Why wasn't that happening?

Well, it turns out, if you tell Windows to share a file, it doesn't automatically assume you want to share it with Everyone.  Sometimes it will, sometimes it won't, even if you're doing the same click click click you always do.  Or, at least, when I do it, it doesn't.  When I do it, I get this:
  • Everyone is not added to the list of groups who have access.
  • Everyone is added to the list, but not actually given any access.
  • Everyone is added, but only given read or some other limited access, perhaps not even access to list the files in the folder.
  • Everyone is added and given the access level I actually asked for.
I discovered this only recently, and going back to various folders on various computers that I've been trying to share unsuccessfully for literally years, I've discovered that the problem has always been that Everybody wasn't listed as a group having access or was listed but assigned no/limited access.

Sure, it's all my fault.  I've been doing it wrong.  I get that.  The problem I'm having is that I've been doing it the same way all these years.  If I'm always doing it the same way and that way is wrong, the question isn't why I can't share files.  The question is, how was I ever able to share files in the few cases where it did work?
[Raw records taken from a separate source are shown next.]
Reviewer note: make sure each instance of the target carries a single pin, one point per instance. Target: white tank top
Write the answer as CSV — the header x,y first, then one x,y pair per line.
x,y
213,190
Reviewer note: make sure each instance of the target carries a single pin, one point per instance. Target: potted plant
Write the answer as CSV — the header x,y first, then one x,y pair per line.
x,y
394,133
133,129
Update November 17, 2015:  I bought a external drive the other day and had the same problem yet again, re-read this and realized I was a little vague on how to actually solve the problem.  With Windows Vista/7 (the only systems I have on hand to test), when you want to share a folder, right click, select Properties, select the Sharing tab, select Advanced Sharing, check the Share this folder checkbox, then click Permissions.  If the user Everyone doesn't exist, Add it.  Set Everyone to the permissions you want.  Now go to the Security tab.  Add Everyone if it doesn't exist and set the permissions you want.